Baculovirus is produced in insect cells by transient transfection of bacmid DNA. The quality of bacmid is critical for the production of high-titer baculovirus. Typically, freshly prepared bacmid performs better than those are stored in the refrigerator for long period of time. Actively growing Sf9 cells are transfected efficiently which produce high-titer baculovirus. During the amplification phase, it is important to optimize the cell concentration in the suspension culture and the volume of baculovirus supernatant used for infection. If the ratio of baculovirus particles to cells is not optimal, the yield of baculovirus may be lower than the expected (personal observation, MN).

While loading the baculovirus supernatant onto the heparin column, it is important to check the flow-through for virus particles that may be passing through the column. If that occurs, a lower column run speed may be necessary or smaller volume of supernatant should be loaded onto the column. Most of the contaminants present in the baculovirus supernatants are washed off during the washing step of the chromatography run. We evaluated the purity of baculovirus by silver staining of sodium dodecyl sulfate (SDS)-polyacrylamide gel electrophoresis (PAGE) gel and electron microscopic study and found that our purified baculoviruses are good quality¹².

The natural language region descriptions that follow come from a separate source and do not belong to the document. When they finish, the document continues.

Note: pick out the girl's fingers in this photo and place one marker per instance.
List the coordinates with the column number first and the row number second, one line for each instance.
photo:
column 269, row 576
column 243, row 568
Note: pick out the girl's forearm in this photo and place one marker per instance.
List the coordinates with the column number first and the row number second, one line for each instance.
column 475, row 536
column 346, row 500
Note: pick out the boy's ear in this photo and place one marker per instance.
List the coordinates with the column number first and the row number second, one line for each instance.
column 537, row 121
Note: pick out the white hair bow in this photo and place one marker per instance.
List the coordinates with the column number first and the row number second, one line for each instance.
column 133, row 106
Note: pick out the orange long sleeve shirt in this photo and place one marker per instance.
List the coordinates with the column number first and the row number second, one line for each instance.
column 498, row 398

We have carefully optimized the binding conditions and found that the POROS heparin medium is superior to other heparin media (e.g. HiTrap or Capto heparin) in its ability to capture baculovirus particles (personal observation). The ability of heparin to bind baculovirus at higher sample speed and capacity is important to minimize downstream processing time for the large-scale manufacturing process. Besides baculovirus, heparin medium also binds other contaminating proteins that have an affinity for heparin. Most of the low molecular weight contamination can be eliminated by including a tangential flow filtration (TFF) step downstream of the heparin chromatography run. TFF is also used as an alternative to centrifugation to concentrate the product²⁰.

This protocol can be used for the purification of other viruses and proteins that have an affinity for heparin. However, modifications to the wash and elution buffer composition and the flow rate may be required.

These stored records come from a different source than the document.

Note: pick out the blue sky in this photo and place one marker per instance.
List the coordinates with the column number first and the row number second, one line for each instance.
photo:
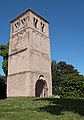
column 66, row 19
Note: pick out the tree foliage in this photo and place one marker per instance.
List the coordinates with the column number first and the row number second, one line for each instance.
column 4, row 54
column 65, row 78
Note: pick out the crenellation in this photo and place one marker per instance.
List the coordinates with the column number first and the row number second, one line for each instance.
column 29, row 57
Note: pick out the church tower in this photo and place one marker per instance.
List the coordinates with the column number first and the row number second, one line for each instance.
column 29, row 65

Recombinant protein production works well using unpurified baculovirus supernatants directly. Therefore, crude baculovirus can be used for recombinant protein production. However, if baculoviruses are used as a vector for in vivo gene transfer, or as a vaccine, additional purification steps such as chromatography, gel filtration and/or ultracentrifugation are necessary to obtain pure and concentrated baculovirus particles and minimize producer cell- and culture media-derived impurities to avoid toxicity, inflammation, and an immune response.

In conclusion, we have described a simple protocol for the production and purification of baculovirus which can be scaled-up for the manufacturing recombinant proteins, vaccines, and gene therapy vectors.